Em uma guerra, o poder do estado é levado ao extremo, e sob os slogans da “defesa” e da “emergência”, ele pode impor uma tirania ao público que, em tempos de paz, enfrentaria franca e aberta resistência. Desta forma, a guerra provê muitos benefícios a um estado e, de fato, todas as guerras modernas trouxeram aos povos envolvidos um permanente legado de maiores encargos estatais sobre a sociedade. A guerra, além disso, provê ao estado oportunidades tentadoras de conquistar territórios sobre os quais pode exercer o seu monopólio da força. Definitivamente, Randolph Bourne estava correto quando disse que “a guerra é a saúde do estado”; porém, para qualquer estado em particular, uma guerra pode significar tanto sua saúde quanto estragos irreparáveis.[xxxv]
Podemos colocar à prova a hipótese de que o estado está majoritariamente interessado em proteger a si mesmo, e não os seus súditos, levantando a seguinte questão: qual a categoria de crimes que o estado persegue e pune mais intensamente — aqueles cometidos contra os cidadãos ou aqueles cometidos contraele próprio? No vocabulário do estado, os crimes mais graves são quase invariavelmente não-agressões contra indivíduos ou contra a propriedade privada, mas sim ataques contra o próprio bem-estar do estado: por exemplo, traição, deserção de um soldado para o lado inimigo, fugir do alistamento militar compulsório, subversão e conspiração subversiva, assassinato de governantes, e crimes econômicos contra o estado, como falsificação da sua moeda ou evasão fiscal.

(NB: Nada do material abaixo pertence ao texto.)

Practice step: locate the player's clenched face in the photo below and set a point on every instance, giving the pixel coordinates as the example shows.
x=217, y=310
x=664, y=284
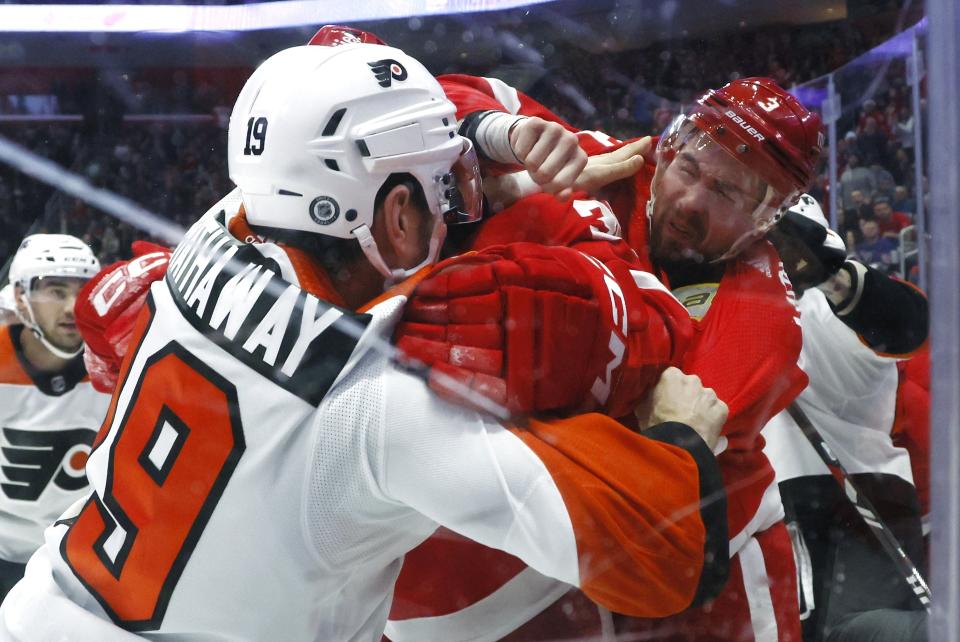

Ou compare a intensidade dedicada à perseguição de um homem que tenha atacado um policial com a atenção que o estado concede ao ataque a um cidadão comum. Curiosamente, no entanto, esta explícita prioridade do estado à sua própria contra o público não parece suscitar nas pessoas nenhum sentimento de incoerência e inconsistência em relação à sua pretensa raison d’etre.[xxxvi]
[xxxv] Vimos que o apoio por parte dos intelectuais é fundamental ao estado, e isto inclui o apoio contra as suas duas ameaças essenciais. Assim, acerca do papel dos intelectuais americanos no envolvimento dos Estados Unidos na Primeira Guerra Mundial, ver Randolph Bourne, “The War and the Intellectuals,” em The History of a Literary Radical and Other Papers (New York: S.A. Russell, 1956), p. 205-22.
Tal como Bourne evidencia, um dos métodos comuns dos intelectuais para ganhar o apoio do público para as ações do estado é o de desviar qualquer discussão para os limites da política do estado e de desencorajar qualquer crítica total ou fundamental deste enquadramento básico.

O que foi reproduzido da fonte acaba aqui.